The key is that not all problems are the same. Some problems are simple and require a straight forward approach focussing on their efficient resolution. Others are complex, and these need something different to make sure you can capitalise on their potential as they shift and change. The difference between simple and complex problems then, is how much we know and how much we can predict.
Recognising the difference isn’t always easy though. Both types can be very complicated and this can hide the true characteristics that set them apart. This is what to look for –
- Have clear boundaries with a finite number of elements
- Are predictable with sufficient analysis
- Have a right or wrong answer
- Don’t change while you are trying to solve them
- Can be solved in a similar way to other simple problems
- Are typically unbounded and unstructured
- Don’t have a finite number of elements
- Are susceptible to outside influences,
- Adapt and change constantly
- Cross boundaries
- Are often multidimensional
- Have unfixed scopes that often expand as the problem evolves
- Have interdependent elements where any effort to solve one part, will have follow-on effects across the entire problem space
- Have autonomous components instigating change
- Have few standard approaches that can be universally applied
- Are very messy
The way we manage simple problems is well defined in our traditional approaches. Problems are decomposed into manageable parts, linear cause and effects are determined, adjustments are made at the source to control the effect, the results are monitored, further adjustments are made if necessary and the problem is managed within a recognisable hierarchy.
Complex problems are different. For complex problems with emergent properties, where the scope is undefined and boundaries unclear, we need a more adaptive approach. This can be a daunting process – to step away from established techniques and derive your own methodology introduces risk from both a personal and process view. Whatever ‘body of knowledge’ or industry experience base you are relying on, it sets the accepted standards for dealing with problems. Following established process, even if it doesn’t quite fit the problem, can be more easily justified.
If you are going to be successful in solving complex problems though, you have to be willing to make this step. If you communicate the reasons and engage others in determining where to make that critical deviation, then you’ll improve your chances of success even further.

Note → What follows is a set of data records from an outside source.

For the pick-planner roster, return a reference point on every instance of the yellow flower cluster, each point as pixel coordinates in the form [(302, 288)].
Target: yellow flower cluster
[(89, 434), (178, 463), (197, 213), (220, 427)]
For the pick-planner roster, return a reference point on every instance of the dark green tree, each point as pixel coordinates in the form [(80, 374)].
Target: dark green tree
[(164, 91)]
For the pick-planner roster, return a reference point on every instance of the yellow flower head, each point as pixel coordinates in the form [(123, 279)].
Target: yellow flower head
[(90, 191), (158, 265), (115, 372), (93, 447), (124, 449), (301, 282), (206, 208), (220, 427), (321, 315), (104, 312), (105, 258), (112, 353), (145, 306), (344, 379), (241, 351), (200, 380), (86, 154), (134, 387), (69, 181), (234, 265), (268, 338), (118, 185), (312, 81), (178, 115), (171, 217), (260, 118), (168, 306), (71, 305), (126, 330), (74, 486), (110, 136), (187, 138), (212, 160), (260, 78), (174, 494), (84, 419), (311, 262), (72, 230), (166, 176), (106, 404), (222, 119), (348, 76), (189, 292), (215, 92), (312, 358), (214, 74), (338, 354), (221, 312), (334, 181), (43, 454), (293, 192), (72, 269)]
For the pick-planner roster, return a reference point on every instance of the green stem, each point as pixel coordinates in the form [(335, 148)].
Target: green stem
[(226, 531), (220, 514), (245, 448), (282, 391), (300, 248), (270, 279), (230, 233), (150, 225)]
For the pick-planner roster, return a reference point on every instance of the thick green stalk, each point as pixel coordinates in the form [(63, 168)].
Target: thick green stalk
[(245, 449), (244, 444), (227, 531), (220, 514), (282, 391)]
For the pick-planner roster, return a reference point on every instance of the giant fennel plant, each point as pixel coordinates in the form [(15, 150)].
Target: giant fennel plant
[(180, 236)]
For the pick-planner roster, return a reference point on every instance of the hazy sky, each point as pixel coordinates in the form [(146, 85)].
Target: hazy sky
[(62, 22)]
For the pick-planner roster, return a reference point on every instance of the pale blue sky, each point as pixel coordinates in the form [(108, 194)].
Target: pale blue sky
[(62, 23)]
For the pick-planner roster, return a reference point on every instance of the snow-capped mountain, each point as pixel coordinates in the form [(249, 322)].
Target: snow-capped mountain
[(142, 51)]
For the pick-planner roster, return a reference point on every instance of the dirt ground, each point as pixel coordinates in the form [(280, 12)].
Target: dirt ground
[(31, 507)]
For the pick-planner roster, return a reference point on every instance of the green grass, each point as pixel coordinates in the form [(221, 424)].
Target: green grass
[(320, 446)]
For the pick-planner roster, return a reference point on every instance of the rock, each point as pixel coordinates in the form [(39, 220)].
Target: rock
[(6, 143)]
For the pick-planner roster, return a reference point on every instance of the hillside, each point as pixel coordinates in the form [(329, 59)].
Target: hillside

To make this work, you have to take value selectively. Complex problems are unique and so by their very nature, require a unique response. Some of these responses end up being embedded in developing methodology – Agile Project Management is a good example. This approach can’t be applied universally as it deals with a specific issue – technology pace and emerging requirements – but it shows the power of selective deviation to solve specific complexity characteristics.
Any ‘body of knowledge’ or industry experience base then, needs to be treated as a guide when dealing with complex problems. To do this effectively takes more expertise than just following the rules. A thorough understanding of established methods will allow you to recognise each element and what it contributes to the solution. You’ll also be able to understand the shortcomings and restrictions for each element, and the risks involved in either following or deviating. Once you have this picture, then your expertise helps you to determine if it needs to be changed to maximise value in your own problem space.
Adaptation for complex problems leads to success. Understanding the complex characteristics of a given problem and matching it to methodology in a tailored way will give you a greater chance of delivering. It will also help you to capitalise on opportunities that arise as the problem changes. This is the most exciting part of the whole space, looking for changes that with focus and appropriate control, can lift the deliverable higher than expectations.
Whether your problem is simple or complex, defining it helps to solve it. It allows simple problems to be solved simply, and complex problems to be solved adaptively. This means that the allocation of your scarce resources can be more effectively placed where needed, and your business can take advantage of the surprising opportunities that arise in this increasingly complex world.